When I bought Feast Day Cookbook it mentions an English custom of setting out a table of beers and cheeses outside one's door for drop-by guests. A porch party was much more up our alley than a bonfire, especially if it featured beer and cheese, two things that Mr. W and I love most! Mr. W has also been a longtime promoter of the notion that beer is a better partner to cheese than wine. Wine should be paired with chocolates apparently. I don't like beer and am only a recent convert to wine, so I always defer to his expertise in these matters.

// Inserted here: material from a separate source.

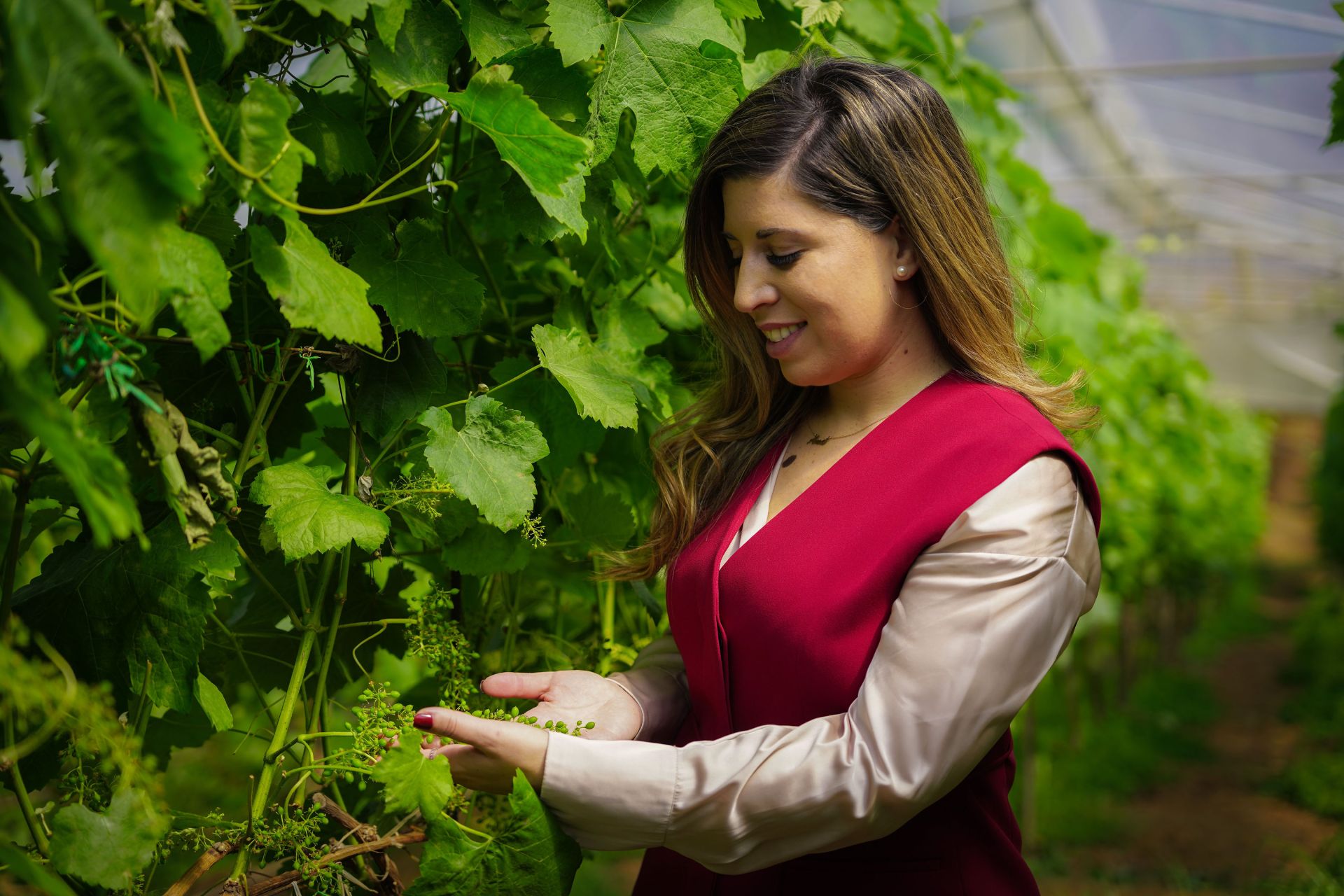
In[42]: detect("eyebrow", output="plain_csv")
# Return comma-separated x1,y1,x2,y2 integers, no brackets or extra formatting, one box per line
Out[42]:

Mr. W is a homebrewer, a member of the Oregon Brew Crew, and a nationally certified Master Beer Judge. Yes, our nerdiness knows no limits. This party would satisfy my wish to celebrate Catholicism and be an opportunity for him to showcase his beer knowledge. He put a lot of thought and planning into the pairings. Frankly, I think the party kind of got away from us and we spent a lot more than I thought would be possible for some beer and cheeses.
I set the table with a Provencal tablecloth we received as a wedding gift from Ms. H and Ms. B and a big, cheery arrangement of sunflowers. I had planted St. John's Wort in a container a few years ago, but it didn't survive. I'll have to try again next year because I need it for my scripture garden.We decided upon 8 pairings and served them in two shifts with lots of fruits, nuts, olives and bread to counteract the effects of too much cheese on toddler GI tracks. The following were the first 3 pairings:
  • Muenster with Reissdorf Kolsch (Cologne, Germany)
  • Tillamook sharp cheddar with Budweiser Budvar (Czech Republic)
  • Tillamook pepper Monteray jack with Laurelwood free range Red (Portland, OR)
I made little labels with the suggested pairings. Mr. W used his collection of tasting mugs accumulated from years of local beer fests. The majority of the beers we purchased at Belmont Station, which is conveniently in the neighborhood and the cheeses from Zupan's. The order in which we served the courses was from the milder beers to the more full bodied.
The next five pairings:
  • Mook Rookkaas gouda with Maredsous 8 (Moortgart, Belgium)
  • Baked double creme brie with Hopworks IPA or Alameda El Toreno IPA (both of Portland, OR)
  • Rogue River Caveman blue with Anchor Porter (San Francisco, CA)
  • Clawson Blue Shropshire with Rogue Shakespeare Stout (Newport, OR)
  • Cypress Grove Humboldt Fog with Chimay Grand Reserve (Scourmont, Belgium) or St. Bernardus 8 (Watau, Belgium)
The most anticipated course had less to do with the beer and more to do with the cheese: a baked brie. I don't know why I don't prepare this more often. I used a frozen, store bought pastry dough with a little egg wash. It is so easy yet looks so pretty and yum!The children loaded up on watermelon slices and berries, which are most fun when stuck on your fingers first before you eat them off. And what could be more fun than a drive in an old-timey car?